Pierre Tal Coat
Pierre Tal Coat (born Pierre Jacob: 12 December 1905 - Clohars-Carnoët; 12 June 1985 - Saint-Pierre-de-Bailleul)
Born in 1905 in Clohars-Carnoët, ten kilometres from Quimperlé (Finistère), Pierre Jacob of his real name, lost his father in 1915 who died on the Argonne front. and obtained a scholarship as a ward of the Nation which enabled him to enter the higher primary school of Quimperlé. Moulder and ceramic painter at the Henriot earthenware factory in Quimper in 1924, he drew in pencil, charcoal or pastel, characters and landscapes of the Breton countryside.
Arriving in Paris in 1924, Tal Coat met the painter Émile Compard, met Auguste Fabre and Henri Bénézit, and exhibited in their gallery under the pseudonym Tal Coat ("Front de bois" in Breton). From 1930, he became friends with Francis Gruber, André Marchand, Gertrude Stein, Francis Picabia, Ernest Hemingway, Alberto Giacometti, Balthus, Antonin Artaud, Tristan Tzara and Paul-Émile Victor. In 1932, he became a member of the group Forces nouvelles. In 1940, Tal Coat went to Aix-en-Provence with André Marchand, a city where many artists, including Charles-Albert Cingria and Blaise Cendrars, took refuge. In 1941, he took part in the exhibition of the Twenty young painters of French tradition organized by Jean Bazaine and exhibited at the Galerie de France in 1943. Returning to Paris in 1945, he took part in the first Salon de Mai, then returns the following year to Aix, where he meets André Masson, the philosopher Henri Maldiney and the poet André du Bouchet, who will remain his closest friends. His painting then becomes non-figurative.

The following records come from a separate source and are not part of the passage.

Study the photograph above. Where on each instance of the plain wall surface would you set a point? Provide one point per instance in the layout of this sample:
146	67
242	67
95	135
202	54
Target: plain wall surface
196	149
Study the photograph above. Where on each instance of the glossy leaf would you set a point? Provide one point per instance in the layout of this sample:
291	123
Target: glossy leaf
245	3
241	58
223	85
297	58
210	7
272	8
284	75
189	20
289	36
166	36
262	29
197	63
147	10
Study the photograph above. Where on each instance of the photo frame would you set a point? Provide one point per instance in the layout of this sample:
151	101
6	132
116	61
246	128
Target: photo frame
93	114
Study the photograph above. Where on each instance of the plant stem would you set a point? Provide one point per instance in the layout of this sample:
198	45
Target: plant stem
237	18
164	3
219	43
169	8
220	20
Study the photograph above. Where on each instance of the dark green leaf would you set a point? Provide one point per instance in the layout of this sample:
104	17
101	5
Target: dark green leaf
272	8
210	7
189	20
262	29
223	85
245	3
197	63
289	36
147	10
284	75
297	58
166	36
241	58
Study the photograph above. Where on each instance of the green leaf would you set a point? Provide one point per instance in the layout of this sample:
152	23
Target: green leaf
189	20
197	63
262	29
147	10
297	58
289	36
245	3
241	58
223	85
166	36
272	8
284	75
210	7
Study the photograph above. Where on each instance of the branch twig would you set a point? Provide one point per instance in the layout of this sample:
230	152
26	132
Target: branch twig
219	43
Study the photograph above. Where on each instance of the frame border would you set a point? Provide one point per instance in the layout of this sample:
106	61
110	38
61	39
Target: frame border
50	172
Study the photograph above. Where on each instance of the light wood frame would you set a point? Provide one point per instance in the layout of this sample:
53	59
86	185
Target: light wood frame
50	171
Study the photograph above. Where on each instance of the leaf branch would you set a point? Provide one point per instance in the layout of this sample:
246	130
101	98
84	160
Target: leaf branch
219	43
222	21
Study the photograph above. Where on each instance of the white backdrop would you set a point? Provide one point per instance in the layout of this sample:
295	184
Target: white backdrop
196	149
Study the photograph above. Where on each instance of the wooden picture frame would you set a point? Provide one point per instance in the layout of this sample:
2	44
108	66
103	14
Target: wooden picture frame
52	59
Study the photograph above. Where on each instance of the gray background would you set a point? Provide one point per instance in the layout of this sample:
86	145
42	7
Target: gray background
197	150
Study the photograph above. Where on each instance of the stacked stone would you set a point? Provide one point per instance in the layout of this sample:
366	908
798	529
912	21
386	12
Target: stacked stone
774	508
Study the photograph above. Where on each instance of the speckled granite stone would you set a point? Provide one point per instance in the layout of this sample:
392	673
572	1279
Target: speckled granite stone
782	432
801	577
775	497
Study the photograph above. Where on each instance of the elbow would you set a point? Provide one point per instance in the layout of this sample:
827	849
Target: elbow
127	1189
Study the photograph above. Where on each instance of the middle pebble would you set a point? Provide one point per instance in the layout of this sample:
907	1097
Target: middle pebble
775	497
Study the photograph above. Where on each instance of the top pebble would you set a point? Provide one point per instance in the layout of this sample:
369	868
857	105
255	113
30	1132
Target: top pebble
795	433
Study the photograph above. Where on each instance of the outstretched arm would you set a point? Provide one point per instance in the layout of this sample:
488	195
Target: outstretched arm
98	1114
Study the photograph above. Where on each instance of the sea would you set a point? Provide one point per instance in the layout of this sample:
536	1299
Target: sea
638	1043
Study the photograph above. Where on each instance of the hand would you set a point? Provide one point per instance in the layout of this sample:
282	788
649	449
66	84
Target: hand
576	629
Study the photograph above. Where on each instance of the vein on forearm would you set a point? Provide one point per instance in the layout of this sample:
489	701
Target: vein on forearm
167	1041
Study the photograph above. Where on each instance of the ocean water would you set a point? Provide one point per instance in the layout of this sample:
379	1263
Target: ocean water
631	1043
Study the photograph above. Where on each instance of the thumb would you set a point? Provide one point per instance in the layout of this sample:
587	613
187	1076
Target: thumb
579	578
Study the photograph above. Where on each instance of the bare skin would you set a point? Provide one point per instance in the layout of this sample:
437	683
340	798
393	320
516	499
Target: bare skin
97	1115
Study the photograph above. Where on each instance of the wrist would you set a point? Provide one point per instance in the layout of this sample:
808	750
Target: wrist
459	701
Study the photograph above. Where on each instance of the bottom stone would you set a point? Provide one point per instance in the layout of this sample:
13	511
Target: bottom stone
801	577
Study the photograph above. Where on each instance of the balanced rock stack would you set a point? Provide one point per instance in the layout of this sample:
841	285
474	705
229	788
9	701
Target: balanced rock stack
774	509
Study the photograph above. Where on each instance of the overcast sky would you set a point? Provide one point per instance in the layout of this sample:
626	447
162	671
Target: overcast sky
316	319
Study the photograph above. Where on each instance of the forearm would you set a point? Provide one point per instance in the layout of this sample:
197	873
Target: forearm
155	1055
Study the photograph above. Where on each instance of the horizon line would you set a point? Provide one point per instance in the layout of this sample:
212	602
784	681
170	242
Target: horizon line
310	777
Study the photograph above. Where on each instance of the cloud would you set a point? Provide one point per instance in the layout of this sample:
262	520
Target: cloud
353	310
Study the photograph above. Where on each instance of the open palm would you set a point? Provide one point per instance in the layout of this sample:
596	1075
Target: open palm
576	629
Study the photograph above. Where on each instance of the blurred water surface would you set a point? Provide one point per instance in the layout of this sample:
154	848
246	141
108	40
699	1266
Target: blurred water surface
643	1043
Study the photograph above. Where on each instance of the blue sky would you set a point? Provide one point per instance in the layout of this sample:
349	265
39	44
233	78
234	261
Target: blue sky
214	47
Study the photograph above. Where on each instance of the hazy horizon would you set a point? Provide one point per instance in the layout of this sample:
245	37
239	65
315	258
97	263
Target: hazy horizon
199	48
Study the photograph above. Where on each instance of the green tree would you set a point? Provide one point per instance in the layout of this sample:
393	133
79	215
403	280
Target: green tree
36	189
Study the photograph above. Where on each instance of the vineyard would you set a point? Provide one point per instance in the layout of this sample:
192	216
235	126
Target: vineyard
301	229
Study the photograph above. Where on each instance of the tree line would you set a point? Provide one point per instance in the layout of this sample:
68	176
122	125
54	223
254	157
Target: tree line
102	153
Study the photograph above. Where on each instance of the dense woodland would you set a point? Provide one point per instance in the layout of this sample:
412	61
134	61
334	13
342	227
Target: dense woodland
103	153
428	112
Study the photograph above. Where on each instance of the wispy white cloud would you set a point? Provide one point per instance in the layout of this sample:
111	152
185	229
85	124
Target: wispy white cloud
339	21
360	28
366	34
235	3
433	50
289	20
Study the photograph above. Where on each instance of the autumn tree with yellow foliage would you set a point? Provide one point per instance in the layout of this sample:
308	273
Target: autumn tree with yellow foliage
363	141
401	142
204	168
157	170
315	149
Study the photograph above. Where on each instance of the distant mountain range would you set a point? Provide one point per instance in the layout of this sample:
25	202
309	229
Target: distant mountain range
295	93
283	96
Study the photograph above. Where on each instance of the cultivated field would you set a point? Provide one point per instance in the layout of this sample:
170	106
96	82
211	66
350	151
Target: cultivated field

With the artists of the new École de ParisThe Galerie de France (from 1943 to 1965), the Maeght Gallery (from 1954 to 1974), Benador Gallery (from 1970 to 1980), then the H-M Gallery, the Clivages Gallery and the Berthet-Aittouarès Gallery regularly exhibited his paintings. In 1956, sixteen of his paintings are presented at the Venice Biennale with those of Jacques Villon and Bernard Buffet. Alongside Joan Miró and Raoul Ubac, he collaborated in 1963 on the Maeght Foundation's work with a mosaic for the entrance wall and in 1968 he received the national grand prize in the arts. A retrospective exhibition was devoted to him at the Grand Palais in Paris in 1976.